When running a lesson, you may breeze through a lot of concepts at once. It’s important to be able to gauge how students are absorbing the information. One way to do this is to try the “pause, ask questions, pause, review” technique. Design questions in advance and then ask these questions, but give students enough time to think about them before answering.

7. Describe Concepts

By using visual aids, teachers can better explain concepts orally. At the same time, teachers can ask students to illustrate the concept themselves. This way, not only do students get a variety of ways to learn, but a teacher is also able to check in on what’s being understood.

8. Promote Success

When moving on to a new subject or a more advanced concept, teachers can first explain to students the goals of the assignment. If a teacher is able to share how this new concept builds on what a student already knows, then the students may enter the lesson with confidence and the headspace to absorb information.

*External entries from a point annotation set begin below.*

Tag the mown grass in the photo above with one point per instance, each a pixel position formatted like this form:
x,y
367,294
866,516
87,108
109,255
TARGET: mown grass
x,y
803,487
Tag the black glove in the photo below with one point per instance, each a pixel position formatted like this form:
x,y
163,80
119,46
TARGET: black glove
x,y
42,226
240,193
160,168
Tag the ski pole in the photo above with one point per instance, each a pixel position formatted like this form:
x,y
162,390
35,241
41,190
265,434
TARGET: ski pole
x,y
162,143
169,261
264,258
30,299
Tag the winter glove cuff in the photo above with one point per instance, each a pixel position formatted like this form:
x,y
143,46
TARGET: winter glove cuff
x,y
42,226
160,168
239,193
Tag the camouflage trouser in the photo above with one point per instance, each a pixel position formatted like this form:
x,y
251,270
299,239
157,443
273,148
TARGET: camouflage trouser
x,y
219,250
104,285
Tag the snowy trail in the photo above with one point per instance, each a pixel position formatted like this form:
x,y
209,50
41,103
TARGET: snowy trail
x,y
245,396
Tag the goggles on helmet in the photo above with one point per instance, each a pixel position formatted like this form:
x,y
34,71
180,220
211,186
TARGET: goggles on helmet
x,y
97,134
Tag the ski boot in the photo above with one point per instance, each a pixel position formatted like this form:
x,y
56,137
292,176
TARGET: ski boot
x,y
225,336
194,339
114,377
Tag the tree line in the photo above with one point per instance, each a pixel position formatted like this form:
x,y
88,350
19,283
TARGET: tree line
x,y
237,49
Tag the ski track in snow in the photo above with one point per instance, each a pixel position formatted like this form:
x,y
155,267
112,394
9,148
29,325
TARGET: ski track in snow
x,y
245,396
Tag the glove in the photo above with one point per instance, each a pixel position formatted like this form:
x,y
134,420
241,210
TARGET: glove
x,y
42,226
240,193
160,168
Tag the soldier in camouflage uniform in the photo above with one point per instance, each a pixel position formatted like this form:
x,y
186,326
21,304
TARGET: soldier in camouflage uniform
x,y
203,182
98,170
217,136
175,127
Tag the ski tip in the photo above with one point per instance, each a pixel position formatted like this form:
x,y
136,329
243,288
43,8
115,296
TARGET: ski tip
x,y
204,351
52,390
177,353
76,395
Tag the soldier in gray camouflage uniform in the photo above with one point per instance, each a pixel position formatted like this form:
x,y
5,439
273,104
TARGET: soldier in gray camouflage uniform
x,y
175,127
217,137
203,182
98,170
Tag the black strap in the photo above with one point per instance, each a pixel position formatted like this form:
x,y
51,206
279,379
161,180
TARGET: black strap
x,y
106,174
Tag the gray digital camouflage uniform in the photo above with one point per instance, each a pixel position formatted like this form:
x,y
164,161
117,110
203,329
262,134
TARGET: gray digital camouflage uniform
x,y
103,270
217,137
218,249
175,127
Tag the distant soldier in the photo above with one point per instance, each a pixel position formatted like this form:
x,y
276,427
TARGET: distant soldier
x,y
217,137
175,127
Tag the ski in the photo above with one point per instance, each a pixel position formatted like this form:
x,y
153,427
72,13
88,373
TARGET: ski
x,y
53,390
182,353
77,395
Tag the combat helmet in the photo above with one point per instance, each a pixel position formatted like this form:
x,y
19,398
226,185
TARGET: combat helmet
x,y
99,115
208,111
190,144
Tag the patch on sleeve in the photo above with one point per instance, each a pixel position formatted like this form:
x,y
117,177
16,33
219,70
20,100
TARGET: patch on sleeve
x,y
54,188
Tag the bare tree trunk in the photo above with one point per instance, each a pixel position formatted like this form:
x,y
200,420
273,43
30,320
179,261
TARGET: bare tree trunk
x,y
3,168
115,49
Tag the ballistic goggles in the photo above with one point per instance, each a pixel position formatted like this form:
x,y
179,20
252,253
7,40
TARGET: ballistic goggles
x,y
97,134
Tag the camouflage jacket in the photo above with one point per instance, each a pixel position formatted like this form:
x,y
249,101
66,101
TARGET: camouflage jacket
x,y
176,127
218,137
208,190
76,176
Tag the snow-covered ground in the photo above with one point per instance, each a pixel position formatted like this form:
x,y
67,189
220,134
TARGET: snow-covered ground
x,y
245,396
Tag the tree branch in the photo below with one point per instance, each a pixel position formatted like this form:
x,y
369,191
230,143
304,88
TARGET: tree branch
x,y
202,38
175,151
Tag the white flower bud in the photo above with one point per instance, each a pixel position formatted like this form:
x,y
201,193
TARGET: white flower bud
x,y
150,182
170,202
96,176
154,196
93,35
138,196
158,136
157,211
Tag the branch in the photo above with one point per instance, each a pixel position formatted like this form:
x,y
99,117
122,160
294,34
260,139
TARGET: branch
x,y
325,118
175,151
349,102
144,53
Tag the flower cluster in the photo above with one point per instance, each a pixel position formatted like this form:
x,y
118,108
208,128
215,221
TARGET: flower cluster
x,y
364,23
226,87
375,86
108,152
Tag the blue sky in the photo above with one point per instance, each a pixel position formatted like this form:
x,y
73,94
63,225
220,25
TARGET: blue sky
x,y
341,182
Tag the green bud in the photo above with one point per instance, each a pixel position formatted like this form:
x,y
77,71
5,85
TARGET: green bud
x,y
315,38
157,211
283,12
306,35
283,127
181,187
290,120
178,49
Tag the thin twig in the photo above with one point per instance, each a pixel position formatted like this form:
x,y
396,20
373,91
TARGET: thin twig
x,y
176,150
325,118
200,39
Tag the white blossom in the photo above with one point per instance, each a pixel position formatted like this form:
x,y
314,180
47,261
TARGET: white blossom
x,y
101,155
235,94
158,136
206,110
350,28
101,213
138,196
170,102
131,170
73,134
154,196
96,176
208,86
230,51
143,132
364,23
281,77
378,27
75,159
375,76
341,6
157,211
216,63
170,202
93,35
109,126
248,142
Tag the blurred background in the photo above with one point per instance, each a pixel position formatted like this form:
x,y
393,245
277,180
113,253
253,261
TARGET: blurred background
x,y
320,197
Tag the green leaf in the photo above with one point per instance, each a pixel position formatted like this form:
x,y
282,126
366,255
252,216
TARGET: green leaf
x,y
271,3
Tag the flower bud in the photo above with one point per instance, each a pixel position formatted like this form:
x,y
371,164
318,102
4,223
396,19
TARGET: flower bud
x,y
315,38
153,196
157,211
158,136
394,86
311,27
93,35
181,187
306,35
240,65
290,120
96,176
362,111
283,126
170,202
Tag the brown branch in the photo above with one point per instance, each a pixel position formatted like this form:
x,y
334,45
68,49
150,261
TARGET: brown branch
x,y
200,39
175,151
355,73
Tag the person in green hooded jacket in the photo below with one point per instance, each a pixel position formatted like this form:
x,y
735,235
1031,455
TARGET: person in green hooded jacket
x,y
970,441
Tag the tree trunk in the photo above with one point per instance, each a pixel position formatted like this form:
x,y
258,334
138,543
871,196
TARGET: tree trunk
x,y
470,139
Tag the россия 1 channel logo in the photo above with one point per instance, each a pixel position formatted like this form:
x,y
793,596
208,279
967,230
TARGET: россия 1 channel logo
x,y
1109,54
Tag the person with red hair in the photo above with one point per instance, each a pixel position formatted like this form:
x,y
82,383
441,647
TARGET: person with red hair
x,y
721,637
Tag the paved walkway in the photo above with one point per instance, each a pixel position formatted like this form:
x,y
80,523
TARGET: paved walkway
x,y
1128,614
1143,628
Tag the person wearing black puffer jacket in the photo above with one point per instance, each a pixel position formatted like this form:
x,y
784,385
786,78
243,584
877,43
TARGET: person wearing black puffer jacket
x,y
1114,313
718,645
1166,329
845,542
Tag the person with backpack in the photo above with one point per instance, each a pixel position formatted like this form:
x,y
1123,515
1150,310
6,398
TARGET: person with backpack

Extra Tips For Application

Since scaffolding depends on a student’s proximal zone of development, it also inherently depends on a student’s age. Here are some extra tips for scaffolding in education based on grade level:

9. WPre-School

Start with some guidance and modelling. Then step away to see how a young child reacts and continue modelling based on their level.

10. Elementary School

It can begin by teaching a concept like addition or subtraction on a whiteboard. Then, a teacher can create a game by which students get to apply the knowledge. Students can work on the problems independently while the teacher offers help when needed. After they see the class has mastered the lesson, the teacher can move on to the next level of knowledge. In this case, it may be adding with three-digit numbers instead of two.

11. Middle – High School

At this level, scaffolding in instruction can be passed along to the students. For example, you can introduce a topic that is controversial, or has two points of view. You can teach the facts and then divide your class into groups that get to learn and teach about each side. Students then rely on one another to challenge and discuss points.

12. Higher Education

In a sense, online education is an example of scaffolding. Once students have a grasp on the software and method of learning, they can move along at their own pace and increase their knowledge. Students can work together or independently. At the University of the People specifically, students learn in a pedagogical model whereby peers can work together to build their understanding.

Challenges Of Scaffolding

Scaffolding can be a successful way to teach and learn, but it does have its fair share of challenges. Some challenges include:

  • It requires sufficient personnel
  • It can be time consuming
  • If a teacher misunderstands a student’s level of comprehension, they may not position the student adequately to be able to learn a new concept
  • Instructors must be properly trained
  • Teachers need to give up control in fading
  • Teachers may misjudge a student’s zone of proximal development
Students working in a group on computers
Photo by Mimi Thian on Unsplash

Benefits Of Scaffolding

On the upside, when scaffolding is done properly, there are a lot of long-term benefits, including:

  • Improved comprehension
  • Enhanced problem-solving abilities
  • Maximized engagement by students
  • A positive learning environment
  • Increased collaboration between students and even students and teachers


Scaffolding in education is just one process by which instructors can teach. However, when it is done properly, there are many different ways to implement the strategy. Across different age levels and varying abilities, scaffolding can provide for an interactive and engaging environment to learn.